The 1991 Special Honours in New Zealand was a Special Honours Lists, dated 14 November 1991, recognising service by New Zealand military personnel in the Persian Gulf region and members of New Zealand expeditions to the Antarctic.

Order of the British Empire

Member (MBE)
Additional, military division
 Warrant Officer Patrick Grant McKay – Royal New Zealand Air Force. In recognition of service within the operations in the Persian Gulf region.

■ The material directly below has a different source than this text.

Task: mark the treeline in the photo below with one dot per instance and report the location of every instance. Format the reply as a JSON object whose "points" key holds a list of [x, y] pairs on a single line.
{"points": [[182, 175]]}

British Empire Medal (BEM)
Military division
 Flight Sergeant Mark MacDonald Harwood – Royal New Zealand Air Force. In recognition of service within the operations in the Persian Gulf region.
 Sergeant Robert Mataroa – Royal New Zealand Air Force. In recognition of service within the operations in the Persian Gulf region.

Air Force Cross (AFC)
 Wing Commander Robert Gordon Henderson – Royal New Zealand Air Force. In recognition of service within the operations in the Persian Gulf region.

Air Force Medal (AFM)
 Master Air Loadmaster Grant Travis Harold Mindon Roberts – Royal New Zealand Air Force. In recognition of service within the operations in the Persian Gulf region.

Polar Medal
With clasp "Antarctic 1959–1990"
 Graeme Geoffrey Claridge – of Wellington. For valuable services as a member of New Zealand expeditions to Antarctica in recent years.
With clasp "Antarctic 1964–1990"
 Dr Iain Bruce Campbell – of Nelson. For valuable services as a member of New Zealand expeditions to Antarctica in recent years.
With clasp "Antarctic 1981–1990"
 Dr John Alan MacDonald – of Auckland. For valuable services as a member of New Zealand expeditions to Antarctica in recent years.